With hundreds of people packed into the club you had to be miles
away not to here the chants of "Chilli Sauce, Chilli Sauce, Chilli Sauce." With some fancy flicks of the wrist,
a quick throw over the head, caught one-handed round the back the big, black disk was slapped down onto the turntable and
BANG! Off it goes, DJ kebabs Chilli Sauce booming through the club.
From that moment one everyone knew that there was a hidden
quality within that boy. A quality that could be applied to any sport, DJ set or job.
But, as we all know, Murrell's real talent is in managing an efficient unit
of professionals in a 5-a-side league out-fit.
Also, as we all know I am Murrell and there's no point asking
me, because I don't know why I talk about myself in the 3rd person neither.
So, what am I doing here? Well I'm here to overlook the whole operation,
of course with the help of my man Jones. I was sitting their, getting fatter and fatter, more breathless than ever (and
that's from just sitting there) wondering what the rest of the lads were doing with their lives. And the solution?
Get everyone out once a week to play football, get a bit fitter and meet up to discuss the wonders of the world such as life,
love and birds tits.
I hope you already know but I'm not just a tightly wound up football manager,
I'm also a friend to the players.
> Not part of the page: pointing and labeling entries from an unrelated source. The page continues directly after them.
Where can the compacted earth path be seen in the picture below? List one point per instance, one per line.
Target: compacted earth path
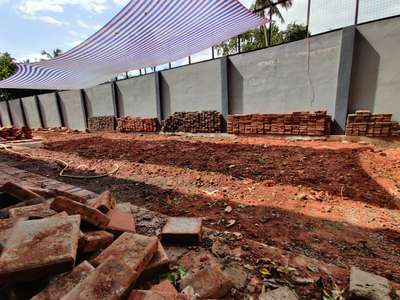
(335, 202)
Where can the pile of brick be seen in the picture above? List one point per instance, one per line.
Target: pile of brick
(131, 124)
(104, 123)
(47, 232)
(12, 133)
(365, 123)
(296, 123)
(193, 122)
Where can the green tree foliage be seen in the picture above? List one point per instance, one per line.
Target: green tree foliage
(255, 39)
(7, 65)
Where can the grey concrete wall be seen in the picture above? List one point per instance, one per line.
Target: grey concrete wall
(31, 112)
(298, 76)
(49, 109)
(194, 88)
(73, 109)
(16, 113)
(4, 116)
(375, 81)
(139, 97)
(99, 101)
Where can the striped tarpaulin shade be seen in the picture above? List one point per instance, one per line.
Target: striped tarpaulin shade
(144, 33)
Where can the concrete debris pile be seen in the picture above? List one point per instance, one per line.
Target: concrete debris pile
(364, 123)
(103, 123)
(296, 123)
(193, 122)
(131, 124)
(12, 133)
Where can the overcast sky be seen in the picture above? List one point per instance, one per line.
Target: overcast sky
(28, 26)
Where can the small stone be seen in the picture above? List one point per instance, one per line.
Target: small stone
(368, 286)
(283, 293)
(61, 285)
(182, 231)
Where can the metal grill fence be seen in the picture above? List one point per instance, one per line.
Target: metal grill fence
(318, 16)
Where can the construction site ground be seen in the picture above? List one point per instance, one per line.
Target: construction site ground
(331, 204)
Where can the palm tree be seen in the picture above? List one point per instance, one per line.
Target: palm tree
(56, 52)
(273, 9)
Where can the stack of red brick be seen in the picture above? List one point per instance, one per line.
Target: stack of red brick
(193, 122)
(12, 133)
(48, 231)
(364, 123)
(296, 123)
(131, 124)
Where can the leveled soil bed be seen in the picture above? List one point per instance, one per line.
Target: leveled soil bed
(335, 202)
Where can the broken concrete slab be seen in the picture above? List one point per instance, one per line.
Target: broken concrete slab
(63, 284)
(112, 280)
(18, 191)
(37, 211)
(135, 250)
(209, 282)
(283, 293)
(180, 230)
(365, 285)
(88, 214)
(104, 202)
(95, 240)
(120, 221)
(39, 248)
(158, 265)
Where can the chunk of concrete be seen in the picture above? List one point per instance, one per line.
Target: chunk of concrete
(37, 211)
(158, 265)
(134, 250)
(182, 230)
(64, 283)
(104, 203)
(112, 280)
(208, 283)
(120, 221)
(95, 240)
(369, 286)
(88, 214)
(39, 248)
(282, 293)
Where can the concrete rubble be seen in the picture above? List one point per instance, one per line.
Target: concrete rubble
(76, 248)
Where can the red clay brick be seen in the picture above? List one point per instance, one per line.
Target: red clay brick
(64, 283)
(104, 203)
(95, 240)
(111, 280)
(121, 221)
(88, 214)
(39, 248)
(38, 211)
(182, 231)
(133, 249)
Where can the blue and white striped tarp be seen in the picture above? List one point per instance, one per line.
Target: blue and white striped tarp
(144, 33)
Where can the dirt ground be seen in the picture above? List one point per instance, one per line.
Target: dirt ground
(332, 201)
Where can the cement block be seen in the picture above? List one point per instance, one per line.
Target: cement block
(110, 281)
(182, 231)
(63, 284)
(72, 109)
(4, 116)
(39, 248)
(38, 211)
(99, 101)
(16, 113)
(95, 240)
(135, 250)
(50, 111)
(31, 112)
(88, 214)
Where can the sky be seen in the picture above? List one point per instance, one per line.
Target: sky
(29, 26)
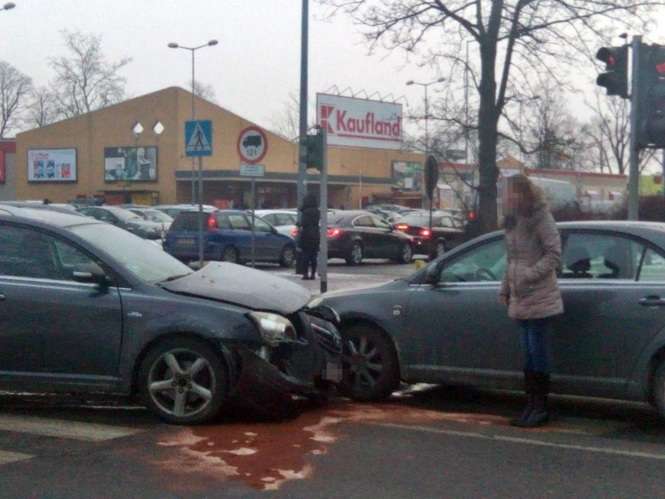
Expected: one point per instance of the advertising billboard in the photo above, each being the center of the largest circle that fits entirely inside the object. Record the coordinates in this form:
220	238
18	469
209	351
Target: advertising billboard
130	164
408	175
52	165
360	122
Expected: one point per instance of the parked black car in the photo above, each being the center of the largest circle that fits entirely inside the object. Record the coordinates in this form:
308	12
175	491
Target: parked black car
445	324
88	307
124	219
355	235
446	232
228	237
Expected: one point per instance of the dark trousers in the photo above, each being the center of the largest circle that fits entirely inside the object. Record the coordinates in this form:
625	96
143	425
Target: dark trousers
534	343
310	257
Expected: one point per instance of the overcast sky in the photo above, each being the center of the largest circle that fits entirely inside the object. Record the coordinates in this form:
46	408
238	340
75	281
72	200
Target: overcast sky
252	70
If any of you boys have any problems, come sit on my knee and let the tears flow.
That way I'll know what grovelling pussies I need to start weeding out of the team.
As you all know, I own the club, all the players and that babyface logo on
the home page. I'm the chairman, the manager and the worst player on the team, all rolled into one fat abomonation of
We're here to laugh and enjoy our time. If we crack a few heads on
the way, good stuff. If we win a few games on the way, good stuff. If Clayton turns up to a match, wow. Ha ha.